Update 3 (I guess)
I’m finally back in one place and have no plans on leaving for the rest of the year, so now we can actually make Ship-Off progress.
I’ve narrowed down to 2 solid ideas that I would pay for if somebody else made them:
- the digital shadow
- I still believe there’s real value here that doesn’t exist in current time-tracking solutions, because an LLM can “reason” with you about whether what you’re currently doing is actually relevant to your life, and then it can “explore” what causes those sidetracks
- there may be a good amount of psychology involved in the prompt engineering
- I think this is a great product that I personally want to use, but I think it may be the harder of the 2 to get paying customers for early on
- the AI debugger
- plugs in to a CRM, has context of the codebase, and creates PRs based on bugs that the customers find
- this one is very clearly saving users time and in a case like mine where I have software products that I’m very hands-off with, it makes it that much easier to let the business run itself
By next weekend the plan is to have chosen an idea and have the basic codebase set up, and then there are 2 more weekends left in the month. Not a ton of time, but it’s enough time for me to build an MVP.

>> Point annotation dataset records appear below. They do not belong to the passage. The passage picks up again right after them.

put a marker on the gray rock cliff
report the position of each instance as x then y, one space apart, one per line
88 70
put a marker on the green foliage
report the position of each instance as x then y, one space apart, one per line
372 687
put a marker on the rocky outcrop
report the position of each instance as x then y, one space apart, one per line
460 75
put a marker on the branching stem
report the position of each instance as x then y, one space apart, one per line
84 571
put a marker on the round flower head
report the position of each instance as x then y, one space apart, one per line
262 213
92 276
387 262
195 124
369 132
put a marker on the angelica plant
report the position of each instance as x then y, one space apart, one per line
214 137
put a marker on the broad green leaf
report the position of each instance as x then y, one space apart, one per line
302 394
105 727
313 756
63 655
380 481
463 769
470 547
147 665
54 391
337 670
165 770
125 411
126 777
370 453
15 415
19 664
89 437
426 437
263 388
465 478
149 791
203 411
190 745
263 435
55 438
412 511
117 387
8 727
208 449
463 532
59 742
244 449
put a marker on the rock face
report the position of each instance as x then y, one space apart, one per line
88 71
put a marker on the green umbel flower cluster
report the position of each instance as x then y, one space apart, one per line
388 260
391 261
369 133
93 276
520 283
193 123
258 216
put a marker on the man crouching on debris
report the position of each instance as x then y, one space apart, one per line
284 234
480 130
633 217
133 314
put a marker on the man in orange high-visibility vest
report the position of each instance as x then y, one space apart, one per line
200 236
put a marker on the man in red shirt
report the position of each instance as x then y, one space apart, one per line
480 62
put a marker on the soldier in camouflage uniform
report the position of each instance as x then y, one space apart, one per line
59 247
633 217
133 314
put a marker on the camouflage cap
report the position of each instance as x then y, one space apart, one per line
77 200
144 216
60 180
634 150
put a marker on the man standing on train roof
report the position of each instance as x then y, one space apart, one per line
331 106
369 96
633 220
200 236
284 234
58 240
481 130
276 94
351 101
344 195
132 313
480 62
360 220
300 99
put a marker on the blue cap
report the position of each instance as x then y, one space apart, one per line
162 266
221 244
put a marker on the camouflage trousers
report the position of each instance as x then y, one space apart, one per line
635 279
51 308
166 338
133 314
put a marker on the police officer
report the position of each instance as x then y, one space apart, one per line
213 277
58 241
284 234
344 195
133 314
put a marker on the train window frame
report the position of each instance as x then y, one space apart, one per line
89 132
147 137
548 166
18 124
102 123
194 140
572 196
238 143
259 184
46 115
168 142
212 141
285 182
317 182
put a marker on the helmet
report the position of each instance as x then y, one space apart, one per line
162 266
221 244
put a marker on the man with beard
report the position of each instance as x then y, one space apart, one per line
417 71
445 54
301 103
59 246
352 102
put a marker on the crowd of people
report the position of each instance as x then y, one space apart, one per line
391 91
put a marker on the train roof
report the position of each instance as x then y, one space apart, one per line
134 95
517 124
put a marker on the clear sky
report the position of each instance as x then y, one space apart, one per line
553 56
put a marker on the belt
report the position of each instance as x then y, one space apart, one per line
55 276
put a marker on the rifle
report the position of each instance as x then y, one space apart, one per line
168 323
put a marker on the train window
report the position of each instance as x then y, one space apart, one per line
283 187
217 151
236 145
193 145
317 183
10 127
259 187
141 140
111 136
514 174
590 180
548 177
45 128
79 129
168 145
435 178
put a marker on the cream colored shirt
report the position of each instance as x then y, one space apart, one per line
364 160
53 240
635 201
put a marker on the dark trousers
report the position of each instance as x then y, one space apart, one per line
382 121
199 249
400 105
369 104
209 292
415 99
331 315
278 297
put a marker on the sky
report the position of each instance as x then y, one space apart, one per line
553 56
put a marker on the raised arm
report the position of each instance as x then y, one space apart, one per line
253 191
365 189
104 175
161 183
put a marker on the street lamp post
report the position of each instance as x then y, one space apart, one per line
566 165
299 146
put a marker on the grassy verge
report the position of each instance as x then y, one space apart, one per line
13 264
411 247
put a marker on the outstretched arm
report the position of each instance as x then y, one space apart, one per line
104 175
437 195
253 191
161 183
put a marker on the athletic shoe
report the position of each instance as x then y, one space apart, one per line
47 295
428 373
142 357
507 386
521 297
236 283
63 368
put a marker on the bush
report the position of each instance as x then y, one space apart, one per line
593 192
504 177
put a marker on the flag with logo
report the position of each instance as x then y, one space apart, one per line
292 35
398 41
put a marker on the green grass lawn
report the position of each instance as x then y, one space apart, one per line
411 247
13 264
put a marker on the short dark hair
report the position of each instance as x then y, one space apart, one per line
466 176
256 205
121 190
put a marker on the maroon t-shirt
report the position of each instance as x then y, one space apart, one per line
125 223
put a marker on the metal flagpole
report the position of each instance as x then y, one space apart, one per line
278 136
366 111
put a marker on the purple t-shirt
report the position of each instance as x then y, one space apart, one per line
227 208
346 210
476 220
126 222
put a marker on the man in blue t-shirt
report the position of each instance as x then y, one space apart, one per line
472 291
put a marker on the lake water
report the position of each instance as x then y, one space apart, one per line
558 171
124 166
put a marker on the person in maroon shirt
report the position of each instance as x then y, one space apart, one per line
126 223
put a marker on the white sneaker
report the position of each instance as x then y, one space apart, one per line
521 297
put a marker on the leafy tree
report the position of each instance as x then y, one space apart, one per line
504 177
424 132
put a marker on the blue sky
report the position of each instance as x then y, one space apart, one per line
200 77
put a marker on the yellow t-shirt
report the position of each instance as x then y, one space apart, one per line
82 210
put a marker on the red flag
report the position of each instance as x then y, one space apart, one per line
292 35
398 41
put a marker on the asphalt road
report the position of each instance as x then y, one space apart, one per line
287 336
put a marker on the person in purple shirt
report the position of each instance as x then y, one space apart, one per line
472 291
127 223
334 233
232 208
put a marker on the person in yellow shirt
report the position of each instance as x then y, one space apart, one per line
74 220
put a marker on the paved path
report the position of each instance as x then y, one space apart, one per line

P.S. I saw a comment on Hacker News that was a nice reminder that the GPSO really is putting pressure on us to build a product in the most efficient way possible:
always build the minimal thing that can be “sold”. Use AI to build the dirtiest MVP as fast as possible. Even better if your “MVP” is a deck and you can get people to put money down to wait. Figure out your GTM and messaging with that deck. If you are an engineer, you must resist that urge to build until you’re sure you can find enough people that have this problem and want to pay you to solve it.